They’re both stories about white guys sitting down and quietly talking. They also both made a tremendous impact on me: one by reminding me that I must yet reckon with Sorkin, the other by making me aware that le Carré is not just another popular novelist from before my time but an outright craftmaster.

There are other similarities. Everyone is glib, but in Sorkinland people use their flip lines to express their deepest feelings, whereas in le Carré glibness is a rigid fencing match of protocol that may mean nothing or everything. They’re also both stories about a dangerous little man who doesn’t understand women, and about betrayal. But now I’m stretching the parallels out for no particular reason. Le Carré doesn’t sound like Sorkin, he sounds like (he must have been an influence on) my favorite prose stylist, William Gibson.

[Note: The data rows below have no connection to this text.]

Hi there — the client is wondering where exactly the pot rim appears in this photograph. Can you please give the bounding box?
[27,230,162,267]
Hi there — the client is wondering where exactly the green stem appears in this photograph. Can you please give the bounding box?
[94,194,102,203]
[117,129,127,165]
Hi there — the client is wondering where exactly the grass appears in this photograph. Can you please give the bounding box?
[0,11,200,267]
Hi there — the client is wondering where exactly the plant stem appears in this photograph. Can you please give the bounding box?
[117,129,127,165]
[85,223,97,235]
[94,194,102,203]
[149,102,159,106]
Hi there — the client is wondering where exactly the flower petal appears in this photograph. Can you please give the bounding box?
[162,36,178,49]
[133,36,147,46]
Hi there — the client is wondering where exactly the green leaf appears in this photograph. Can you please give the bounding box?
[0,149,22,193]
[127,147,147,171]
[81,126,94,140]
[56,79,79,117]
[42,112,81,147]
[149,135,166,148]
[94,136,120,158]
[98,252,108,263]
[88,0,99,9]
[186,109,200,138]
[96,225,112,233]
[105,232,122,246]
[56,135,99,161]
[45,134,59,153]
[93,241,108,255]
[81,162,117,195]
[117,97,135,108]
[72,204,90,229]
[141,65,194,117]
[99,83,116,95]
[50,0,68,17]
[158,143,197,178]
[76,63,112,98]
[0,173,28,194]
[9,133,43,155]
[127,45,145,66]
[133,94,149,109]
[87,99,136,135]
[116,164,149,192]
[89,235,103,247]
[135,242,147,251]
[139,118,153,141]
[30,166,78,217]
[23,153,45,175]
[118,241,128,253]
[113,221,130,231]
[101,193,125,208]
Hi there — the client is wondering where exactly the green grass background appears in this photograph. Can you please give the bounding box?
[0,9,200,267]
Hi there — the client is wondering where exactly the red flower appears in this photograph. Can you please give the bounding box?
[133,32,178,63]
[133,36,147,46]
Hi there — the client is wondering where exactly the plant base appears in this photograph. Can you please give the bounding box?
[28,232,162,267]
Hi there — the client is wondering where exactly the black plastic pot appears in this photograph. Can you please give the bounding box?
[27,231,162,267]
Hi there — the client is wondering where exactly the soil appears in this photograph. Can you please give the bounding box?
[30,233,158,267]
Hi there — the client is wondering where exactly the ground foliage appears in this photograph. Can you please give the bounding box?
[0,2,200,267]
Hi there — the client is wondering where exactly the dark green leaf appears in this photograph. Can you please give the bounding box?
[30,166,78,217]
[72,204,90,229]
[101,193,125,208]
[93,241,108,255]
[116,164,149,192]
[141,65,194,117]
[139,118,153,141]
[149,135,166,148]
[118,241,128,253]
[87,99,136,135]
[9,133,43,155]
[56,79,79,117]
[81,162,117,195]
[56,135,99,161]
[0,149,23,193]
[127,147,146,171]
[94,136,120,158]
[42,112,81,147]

I didn’t realize until I went back and read the foreword that much of the trade jargon in Tinker Tailor is pure invention, or at least pure extrapolation–a sort of nadsat projected into the past. Now, because language devours itself, some of it has become real jargon. Did you know that the OED can’t find any use of the word “mole” to describe an embedded double agent before le Carré? He doesn’t think he made it up, but then Gibson didn’t really invent “cyberspace” either.

Tinker, Tailor, Soldier, Spy is a very good book and you should read it. Then we should go see the movie together.